Basics of ACCESS Data
Structured data from gridded climate models
ACCESS climate models simulate the Earth system on three-dimensional grids, representing longitude, latitude, and height or depth. These simulations evolve over time, so model output is often four-dimensional (for example: longitude × latitude × depth × time).
Because of this, ACCESS model output is highly structured. Each dataset contains many variables (such as temperature, wind, or precipitation), each defined on specific grids and time intervals. Preserving this structure is essential for correctly interpreting and analysing the data.
The NetCDF format
ACCESS model data is typically stored in netCDF (Network Common Data Form) files. The NetCDF format is well suited to climate and geoscience data because it stores:
- the data values
- metadata that describe what the data represent
Metadata includes information such as variable names, units, grid definitions, coordinate systems, and time conventions. This context is critical: without it, the raw numbers in a dataset are difficult to interpret or use correctly.

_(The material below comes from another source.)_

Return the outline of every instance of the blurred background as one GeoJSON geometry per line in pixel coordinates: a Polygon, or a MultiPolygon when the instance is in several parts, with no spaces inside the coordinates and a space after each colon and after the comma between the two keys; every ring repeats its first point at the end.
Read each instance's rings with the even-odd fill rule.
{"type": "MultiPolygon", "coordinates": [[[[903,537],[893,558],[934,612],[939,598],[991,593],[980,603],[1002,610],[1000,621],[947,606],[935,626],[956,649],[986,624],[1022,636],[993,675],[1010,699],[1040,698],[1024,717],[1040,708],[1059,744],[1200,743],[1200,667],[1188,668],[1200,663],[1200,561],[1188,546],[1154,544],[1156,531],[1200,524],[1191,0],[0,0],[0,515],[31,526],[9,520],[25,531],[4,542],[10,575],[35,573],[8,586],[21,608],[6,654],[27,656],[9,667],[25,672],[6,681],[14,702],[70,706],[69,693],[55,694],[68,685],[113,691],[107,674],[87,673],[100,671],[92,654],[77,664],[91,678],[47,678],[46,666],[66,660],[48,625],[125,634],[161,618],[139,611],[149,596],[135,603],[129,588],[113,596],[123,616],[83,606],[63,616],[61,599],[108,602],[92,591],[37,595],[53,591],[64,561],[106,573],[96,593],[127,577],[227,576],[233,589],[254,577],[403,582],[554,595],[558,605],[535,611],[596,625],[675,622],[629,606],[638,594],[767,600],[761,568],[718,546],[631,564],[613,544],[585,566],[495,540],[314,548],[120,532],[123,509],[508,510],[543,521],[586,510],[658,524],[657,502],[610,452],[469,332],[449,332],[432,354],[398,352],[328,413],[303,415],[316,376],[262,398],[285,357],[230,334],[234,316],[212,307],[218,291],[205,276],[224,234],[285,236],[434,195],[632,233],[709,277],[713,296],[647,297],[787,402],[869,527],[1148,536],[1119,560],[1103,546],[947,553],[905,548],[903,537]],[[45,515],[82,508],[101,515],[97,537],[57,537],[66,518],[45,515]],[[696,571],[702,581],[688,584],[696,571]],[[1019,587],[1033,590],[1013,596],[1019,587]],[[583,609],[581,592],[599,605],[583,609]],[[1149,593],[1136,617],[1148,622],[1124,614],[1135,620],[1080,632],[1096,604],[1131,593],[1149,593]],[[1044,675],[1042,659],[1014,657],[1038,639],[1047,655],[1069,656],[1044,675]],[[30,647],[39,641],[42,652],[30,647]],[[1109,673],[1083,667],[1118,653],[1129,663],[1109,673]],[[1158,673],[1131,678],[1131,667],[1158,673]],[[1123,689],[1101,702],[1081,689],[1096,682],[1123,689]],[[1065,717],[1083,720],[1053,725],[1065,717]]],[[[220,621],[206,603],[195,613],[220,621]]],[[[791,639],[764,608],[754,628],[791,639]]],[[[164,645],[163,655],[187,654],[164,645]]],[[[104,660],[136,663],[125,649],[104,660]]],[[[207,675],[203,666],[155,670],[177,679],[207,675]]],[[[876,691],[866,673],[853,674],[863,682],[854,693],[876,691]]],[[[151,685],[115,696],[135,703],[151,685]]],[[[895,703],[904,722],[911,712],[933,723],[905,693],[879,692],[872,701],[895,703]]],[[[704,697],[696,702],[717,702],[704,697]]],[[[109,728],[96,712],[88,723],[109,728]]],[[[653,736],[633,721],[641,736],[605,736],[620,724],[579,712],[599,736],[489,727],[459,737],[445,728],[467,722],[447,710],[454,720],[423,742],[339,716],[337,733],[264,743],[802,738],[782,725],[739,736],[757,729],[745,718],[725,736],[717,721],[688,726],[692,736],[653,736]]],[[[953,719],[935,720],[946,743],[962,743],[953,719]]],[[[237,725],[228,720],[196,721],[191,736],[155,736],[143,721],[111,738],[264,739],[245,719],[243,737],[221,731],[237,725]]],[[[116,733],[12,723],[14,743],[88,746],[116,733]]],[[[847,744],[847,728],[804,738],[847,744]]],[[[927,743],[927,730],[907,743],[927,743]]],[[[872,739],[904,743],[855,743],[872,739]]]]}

What’s inside a netCDF file?
A netCDF file is more than a container of numbers. It explicitly defines:
- dimensions (e.g. longitude, latitude, time, levels)
- variables (data arrays associated with those dimensions)
- attributes (metadata describing variables and the dataset as a whole)
Tools such as ncdump allow users to inspect this format directly, showing how variables are defined and how metadata is stored alongside the data. This self-describing nature is a key strength of netCDF.
CF conventions
Most ACCESS netCDF files follow the Climate and Forecast (CF) metadata conventions. CF conventions provide standardised ways to describe:
- coordinates and grids
- physical quantities and units
- time and calendar definitions
These conventions make datasets easier for humans to understand and machines to interpret. Many analysis and visualisation tools (such as Xarray) rely on CF conventions to automatically recognise coordinates, apply units correctly, and handle data consistently across different models and datasets.
Large datasets: chunks
ACCESS model output can be very large, often spanning many files and many terabytes of data. To support efficient access and analysis, data is often stored in chunks — smaller blocks of data organised within the same file.
Chunking allows analysis tools to read only the portions of data needed for a given task, rather than loading entire datasets into memory. While largely invisible to end users, chunking is an important concept when working with large-scale model output.